Lifecycle Hooks
Register callbacks at different stages of the extraction process.
Before Extract
Called before extraction begins.
def before_extract(obj_type: type[Any]) -> None:
print(f"Starting extraction for {obj_type.__name__}")
extractor.register_before_extract_hook(before_extract)
After Extract
Called after field extraction, before derived field hooks execute.
def after_extract(obj_type: type[Any], metadata: dict[str, FieldMetadata]) -> None:
for field_meta in metadata.values():
if field_meta.field_type == str:
field_meta.extra["string_field"] = True
extractor.register_after_extract_hook(after_extract)
After Derived
Called after all derived field hooks. Receives the complete metadata including derived fields.

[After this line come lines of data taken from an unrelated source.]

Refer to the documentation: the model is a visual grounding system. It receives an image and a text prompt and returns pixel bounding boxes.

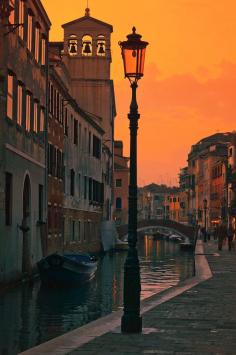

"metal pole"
[204,207,207,243]
[121,82,142,333]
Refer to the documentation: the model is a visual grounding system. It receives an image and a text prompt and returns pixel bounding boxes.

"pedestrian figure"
[212,227,217,240]
[206,230,211,240]
[217,222,227,250]
[201,227,207,243]
[227,225,234,251]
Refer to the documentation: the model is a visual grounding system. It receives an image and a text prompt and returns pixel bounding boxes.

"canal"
[0,235,194,355]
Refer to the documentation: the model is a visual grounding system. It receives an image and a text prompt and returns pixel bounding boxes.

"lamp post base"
[121,315,142,333]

def after_derived(obj_type: type[Any], metadata: dict[str, FieldMetadata]) -> None:
for field_meta in metadata.values():
field_meta.extra["processed"] = True
extractor.register_after_derived_hook(after_derived)
Field-Level Hooks
Called for each individual field (including nested fields).
def before_field(field_name: str, field_type: type[Any], parent_type: type[Any]) -> None:
print(f"Extracting {field_name}")
def after_field(field_name: str, field_meta: FieldMetadata, parent_type: type[Any]) -> None:
if field_meta.field_type == str:
field_meta.extra["string_field"] = True
extractor.register_before_field_hook(before_field)

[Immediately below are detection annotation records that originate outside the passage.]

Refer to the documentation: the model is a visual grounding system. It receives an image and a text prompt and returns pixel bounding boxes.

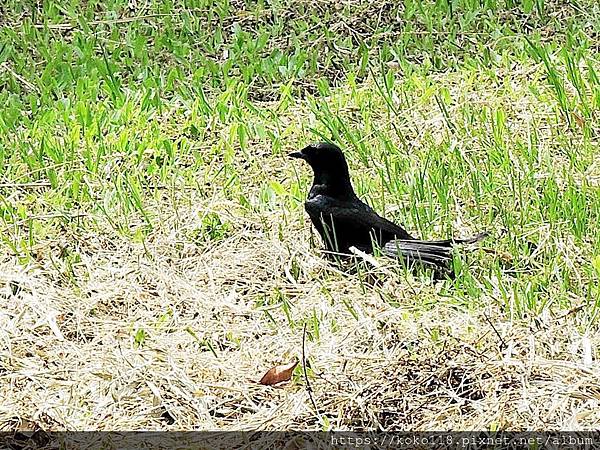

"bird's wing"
[306,195,412,240]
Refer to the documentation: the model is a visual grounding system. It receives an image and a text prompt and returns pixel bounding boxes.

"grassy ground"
[0,0,600,430]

extractor.register_after_field_hook(after_field)
The after_field hook is ideal for populating custom metadata fields per field.
Notes
- Lifecycle hooks execute only during actual extraction, not on cache hits.
- Use
refresh_cache=Trueto force re-execution of hooks. - When using custom metadata classes, hook callbacks receive and return the custom type.